その日の夜、バイトが終わりさやかと健吾がプレゼントをくれた。

中身はペアのマグカップ。

「いつか菜々穂にいい人が出来たときに使ってよ!!」

嫌味か!?とも思ったが、2人とも純粋に考えて選んでくれたみたいなので、素直にお礼を言って受け取った。

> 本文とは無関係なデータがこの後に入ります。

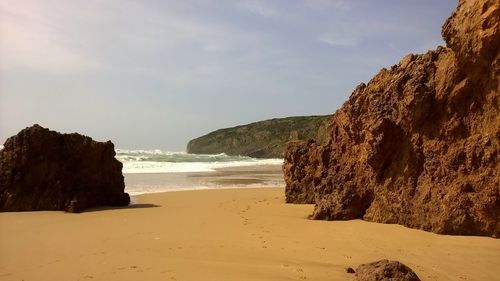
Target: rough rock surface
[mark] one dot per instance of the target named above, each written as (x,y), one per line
(264,139)
(419,144)
(385,270)
(45,170)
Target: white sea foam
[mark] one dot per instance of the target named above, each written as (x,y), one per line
(158,161)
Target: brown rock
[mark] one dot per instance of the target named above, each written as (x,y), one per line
(45,170)
(385,270)
(419,144)
(350,270)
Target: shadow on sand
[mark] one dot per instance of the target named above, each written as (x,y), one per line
(131,206)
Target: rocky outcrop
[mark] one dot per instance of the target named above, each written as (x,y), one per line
(385,270)
(419,144)
(264,139)
(45,170)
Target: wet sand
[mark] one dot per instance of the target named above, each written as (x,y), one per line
(231,234)
(234,177)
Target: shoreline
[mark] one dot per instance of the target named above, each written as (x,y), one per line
(228,177)
(225,234)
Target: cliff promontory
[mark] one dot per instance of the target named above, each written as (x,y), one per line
(418,145)
(42,169)
(264,139)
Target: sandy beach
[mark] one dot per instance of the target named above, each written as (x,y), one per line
(230,234)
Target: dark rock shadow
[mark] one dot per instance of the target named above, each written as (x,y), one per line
(131,206)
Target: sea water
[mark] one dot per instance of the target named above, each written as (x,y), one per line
(150,171)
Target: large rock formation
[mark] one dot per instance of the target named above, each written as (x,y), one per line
(385,270)
(45,170)
(264,139)
(419,144)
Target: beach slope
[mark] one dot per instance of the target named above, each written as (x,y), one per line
(231,234)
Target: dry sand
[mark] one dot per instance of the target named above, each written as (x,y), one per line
(233,234)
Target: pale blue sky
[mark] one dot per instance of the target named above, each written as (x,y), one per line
(154,74)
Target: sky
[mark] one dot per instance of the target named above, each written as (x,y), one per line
(153,74)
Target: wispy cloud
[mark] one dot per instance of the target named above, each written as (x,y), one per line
(339,40)
(28,40)
(259,8)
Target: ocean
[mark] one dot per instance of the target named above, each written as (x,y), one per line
(151,171)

さやかと健吾と一緒に店を出るときに長塚に呼び止められた。

「お前ら乗ってくか?」

車の鍵を見せて言う長塚。さやかと健吾は手をつなぎラブラブぶりをアピールして丁重に断った。

「菜々穂は乗せてもらいなよ!誕生日なんだしさ♪」

「言われなくてもそうするよ、2人の邪魔したくないしね!!」

わざと嫌味っぽく言ってみて私は笑う。

さやかと健吾はちょっと申し訳なさそうにしながらも嬉しそうに店を出て行った。

「というわけで、お願いします。」

私は長塚のほうを見て頭を下げた。

長塚は笑って喜んでと言い、私の先を歩く。2人ともが車に乗るまで私たちは店長とバイトの関係を演じる。いつ誰が見てるかわからないから。

従業員用の駐車場に行き、長塚は車の鍵を開ける。

私はいつものように助手席に座った。

「誕生日あめでとう。」

車に乗ってすぐに、長塚は私の頭に何かを置き、そう言った。

「ありがと・・・・」

長塚が頭の上に置いたものは片手に納まるほどの箱状のものだった。

「開けていい?」

私が聞くと長塚は笑顔でもちろんと言って車を動かした。

私は丁寧にリボンと包装紙をはずす。中には白いケースがあって、私はそっとそれを開く。

「キレイ・・・」

中身はシルバーのブレスレットだった。

シンプルなデザインでところどころに小さな花の形が付いている。そして真ん中には細長いプレートが付いていて裏側に文字が刻まれていた。


“meteor”


「メ・・・ティア・・?」

「ミーティアって読むんだよ。」

「ミーティア・・・?」

「そう、意味は流れ星。」

私は驚いて長塚を見る。長塚はこっちを見ることなく運転を続ける。

私はその横顔を見続けた。

「気に入らなかったか?」

何も言わない私に長塚は不安そうに聞く。私は何度も大きく首を横に振る。


気に入らないわけない・・・。


「ありがとう・・・」

私はブレスレッドを強く握り顔を下に向ける。

「・・・資格はないかもしれないけど、想うだけは自由だと思うからさ・・・」

長塚は落ち着いた声で私に言う。

私は何も言えずにブレスレットを見続けた。じっとブレスレットを見ているとブレスレットに滴が落ちちらばった。

「菜々穂、気に入ったなら笑え。」

信号で止まったのか長塚はこっちを見て言った。

私は手にこうで目をぬぐい、長塚に笑顔を見せる。長塚は笑って私の目に残った滴を指でぬぐう。

「ごめんな・・・」

初めて聞いた長塚の言葉。

私は首を横に振り笑顔でありがとうを言う。